Larry Legend added four blocked shots (yes four), five assists, two steals but disturbingly, only five rebounds in 47 minutes. For a player who had averaged nearly 11 caroms a game in his career to that point, to grab just five boards (all on the defensive glass) in so many minutes was a telling sign that perhaps something was not quite right.

 

McHale fired in 25 points while Parish contributed 21 points and 22 rebounds as all five Celtic starters scored double figures. Patrick Ewing topped NY with 28 points, while reigning Rookie of the Year point guard Mark Jackson, who would play for Bird a decade later when he coached the Indiana Pacers to the Finals, tallied 16 with six assists.

 

The next night at another fierce Eastern rival in Philadelphia, the cracks showed clearly. The 76ers blew Boston away with a 41-24 third period en route to a 129-115 victory.

 

Bird sank 13 of his 22 fielders and scored 27 points with seven assists and five rebounds in just 31 minutes. Parish netted 19 and McHale 18.

 

But the Sixers overwhelmed the Celtics, shooting 57 percent from the field on 51 of 89 accuracy. Cliff Robinson led the victors with 25 points, while Charles Barkley netted 24 and Mike Gminski added 18.

 

Even former Celtic guard Gerald Henderson, traded in 1984 to Seattle for the draft pick that turned into the Len Bias choice, came off the Sixer bench to score 14 points, make three steals and dole out six assists in just 23 minutes.

 

The poor showing might be explained away by back-to-back tough games against heated rivals trying their best to beat Boston.
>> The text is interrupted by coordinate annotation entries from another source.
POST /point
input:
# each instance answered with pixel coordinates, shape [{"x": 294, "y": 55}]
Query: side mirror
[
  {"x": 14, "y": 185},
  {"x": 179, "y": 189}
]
But the brutal opening schedule would not let up for the Celts as the league’s TV darlings returned home Nov. 9 to face the Chicago Bulls and Michael Jordan.

 

Boston bounced back from an early deficit to lead 79-78 heading to the final period. Normally at home, the Celtics would then put opponents away in the final quarter.

 

But the young and determined Bulls, who had been swept out of the playoffs by Boston in 1986 and 1987 and had lost 17 in a row at one point to the Celtics, did not seem intimidated anymore.

 

They outscored Boston 32-25 in the fourth stanza to pull out a 110-104 win. Jordan fired in 52 points on 18-33 field shooting, two treys and 14-16 at the foul line. He would go on to win his first season MVP (Bird was second) and lead the league in scoring at 35 ppg, while Larry finished third in ppg despite taking over 600 fewer combined field goal and foul shot attempts than MJ.

 

The rest of the Bull starting lineup attempted just a combined 31 shots, but with Bird struggling to make just seven of 19 from the floor, Chicago pulled off the upset. It was more evidence that the league may have been catching up to Boston, and also that the Celtics still were the team to beat since they got every other team’s best shot each game.

 

McHale tallied 29 points but Parish scored just nine. Bird grabbed a season-best 10 boards in 34 minutes, all on the defensive glass. He also passed out six assists. Ro

okie guard Brian Shaw, starting in place of an injured Ainge, tallied 18.